The UN predicts that we have only 11 years left to prevent irreversible damage from climate change, which would require serious involvement from people, politicians and businesses. We had a look at eight artists and photographers using their platform to highlight these issues and encourage this social change.
1. Olafur Eliasson
Danish-Icelandic artist Olafur Eliasson firmly believes that artists and other drivers of the cultural sector are more likely to create change in our society than politicians or economists.
In his Ice Watch (2014) twelve blocks of ice were transported from Greenland to Copenhagen City Hall’s square, where they were arranged in a clock formation. The ice took three days to melt, allowing people to interact with it, a stark reminder that people must wake up from ignoring climate change. Ice Watch (2018) brought blocks of ice to London, coinciding with the meeting of world leaders at the COP24 climate change conference in Poland.
At his current exhibition at the Tate Modern in London, he puts a careful focus on trying to inspire action on the climate crisis.
2. Olly and Suzi
Olly and Suzi are British collaborative artists who track, paint, and photograph endangered species in the wild.
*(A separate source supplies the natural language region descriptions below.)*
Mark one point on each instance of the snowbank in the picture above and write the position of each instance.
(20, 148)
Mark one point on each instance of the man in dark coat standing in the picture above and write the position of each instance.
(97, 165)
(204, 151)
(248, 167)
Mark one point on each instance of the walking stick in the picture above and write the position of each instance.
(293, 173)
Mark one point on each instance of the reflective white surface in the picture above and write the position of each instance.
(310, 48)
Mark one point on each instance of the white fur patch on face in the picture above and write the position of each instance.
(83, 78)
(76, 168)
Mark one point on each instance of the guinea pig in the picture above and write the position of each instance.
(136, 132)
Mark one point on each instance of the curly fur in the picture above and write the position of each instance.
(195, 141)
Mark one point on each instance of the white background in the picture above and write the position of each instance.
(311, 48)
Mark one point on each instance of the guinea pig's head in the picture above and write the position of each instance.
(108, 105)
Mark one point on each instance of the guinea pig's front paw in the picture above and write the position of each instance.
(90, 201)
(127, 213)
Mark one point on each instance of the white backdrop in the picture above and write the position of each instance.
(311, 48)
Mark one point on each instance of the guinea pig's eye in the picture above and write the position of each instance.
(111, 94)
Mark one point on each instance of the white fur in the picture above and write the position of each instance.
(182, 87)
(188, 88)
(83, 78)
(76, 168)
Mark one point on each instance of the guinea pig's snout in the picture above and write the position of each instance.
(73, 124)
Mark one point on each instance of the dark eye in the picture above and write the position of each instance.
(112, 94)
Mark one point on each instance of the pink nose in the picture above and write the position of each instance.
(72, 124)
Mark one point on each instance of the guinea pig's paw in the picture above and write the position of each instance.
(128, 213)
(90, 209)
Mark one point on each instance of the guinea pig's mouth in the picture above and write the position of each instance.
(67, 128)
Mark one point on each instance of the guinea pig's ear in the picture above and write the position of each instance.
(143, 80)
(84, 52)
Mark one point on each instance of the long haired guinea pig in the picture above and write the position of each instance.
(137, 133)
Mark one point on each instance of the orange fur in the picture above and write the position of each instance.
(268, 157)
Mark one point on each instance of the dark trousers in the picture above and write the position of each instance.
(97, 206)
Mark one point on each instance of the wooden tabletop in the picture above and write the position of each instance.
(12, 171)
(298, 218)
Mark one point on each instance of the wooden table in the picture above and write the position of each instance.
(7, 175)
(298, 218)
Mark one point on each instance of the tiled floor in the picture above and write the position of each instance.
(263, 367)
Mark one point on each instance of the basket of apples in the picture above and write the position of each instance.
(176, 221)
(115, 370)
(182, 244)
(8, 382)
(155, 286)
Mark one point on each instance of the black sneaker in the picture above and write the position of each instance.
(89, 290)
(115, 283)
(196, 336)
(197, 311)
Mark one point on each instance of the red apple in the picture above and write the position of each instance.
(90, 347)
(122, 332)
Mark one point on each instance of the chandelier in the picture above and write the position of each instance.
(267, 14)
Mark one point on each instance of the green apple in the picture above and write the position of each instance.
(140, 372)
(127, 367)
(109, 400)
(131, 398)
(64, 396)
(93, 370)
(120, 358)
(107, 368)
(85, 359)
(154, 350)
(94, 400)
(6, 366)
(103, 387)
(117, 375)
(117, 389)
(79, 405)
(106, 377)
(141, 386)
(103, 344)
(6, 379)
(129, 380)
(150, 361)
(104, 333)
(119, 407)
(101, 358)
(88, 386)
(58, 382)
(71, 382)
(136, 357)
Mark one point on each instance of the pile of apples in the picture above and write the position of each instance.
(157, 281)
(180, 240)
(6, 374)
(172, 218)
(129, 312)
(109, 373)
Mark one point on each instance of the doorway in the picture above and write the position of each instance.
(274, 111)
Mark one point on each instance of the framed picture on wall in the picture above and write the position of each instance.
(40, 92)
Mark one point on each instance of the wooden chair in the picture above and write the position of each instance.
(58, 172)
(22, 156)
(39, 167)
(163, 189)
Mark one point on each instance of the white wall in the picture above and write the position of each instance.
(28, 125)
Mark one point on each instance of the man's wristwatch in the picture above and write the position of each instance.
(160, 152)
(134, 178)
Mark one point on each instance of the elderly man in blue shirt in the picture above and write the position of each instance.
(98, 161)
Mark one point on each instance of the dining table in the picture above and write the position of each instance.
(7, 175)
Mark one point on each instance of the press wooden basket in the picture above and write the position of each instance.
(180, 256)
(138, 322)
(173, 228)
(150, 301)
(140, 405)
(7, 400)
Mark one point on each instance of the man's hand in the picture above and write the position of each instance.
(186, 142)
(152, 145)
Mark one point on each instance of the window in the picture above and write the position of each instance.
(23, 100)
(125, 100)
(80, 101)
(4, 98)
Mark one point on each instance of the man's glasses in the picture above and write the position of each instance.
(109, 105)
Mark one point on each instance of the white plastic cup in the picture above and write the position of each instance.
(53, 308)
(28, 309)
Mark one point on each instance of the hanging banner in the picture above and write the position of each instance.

Since 1993, they have taken part in more than 50 expeditions, sometimes even taking paw-prints or bite-marks from their animal of study.
3. Xavier Cortada
Xavier Cortada is a Miami-based artist who often collaborates with scientists to highlight climate change.
Cortada’s Longitudinal Installation was set up in the South Pole in 2007 and in the North Pole in 2008. Cortada laid out 24 shoes in a circle to represent 24 longitudes, then walked up to each shoe and read a climate-related quote from a person living along the aligning longitude. For example, at 60° E, he read a quote by Iranian environmental researcher Alamdar Alamdari: “More than 90 percent of our wetlands have completely dried up.”
4. Eric Lafforgue
Eric Lafforge’s photography from his far-away travels has been featured in magazines such as National Geographic, Der Speigel, Le Monde, and Lonely Planet. His series on a flood in Baringo County, Kenya, highlights the very real effects of climate disaster on an area where agriculture provides income and employment for 80% of the population. According to a report by the World Bank, from 2021 – 2065 the climate will only get more inhospitable with a significant increase in temperatures, prolonged moisture stress, and increasingly variable rainfall.
5. Paul Powis
Paul Powis’ paintings use wonderful bright colours, but have a sombre side to highlight how our pollution is destroying our nature.
6. Tamas Galambos
Tamas Galambos’ dystopian pieces use themes of death and destruction to warn us of the future consequences of our pollution.
7. National Geographic
The National Geographic is a leading source of visual and factual information about climate disaster. The magazine have an unrivalled collection of photographs of floods, droughts, melting ice sheets and wildlife degradation.
NASA pioneers new technologies in order to quantify and measure climate change over the years. Their satellites are able to record increases in global temperatures, greenhouse gas emissions, and tropical storms. They even have high-tech sensors that can collect data on the ocean, measuring surface temperature, wind direction, ice cover, sea level, and even marine life.
In the photo above, the trace of the arctic sea ice recorded by satellites from 1983 is superimposed on an image from 2013, showing significant melting that has occurred in the space of 30 years.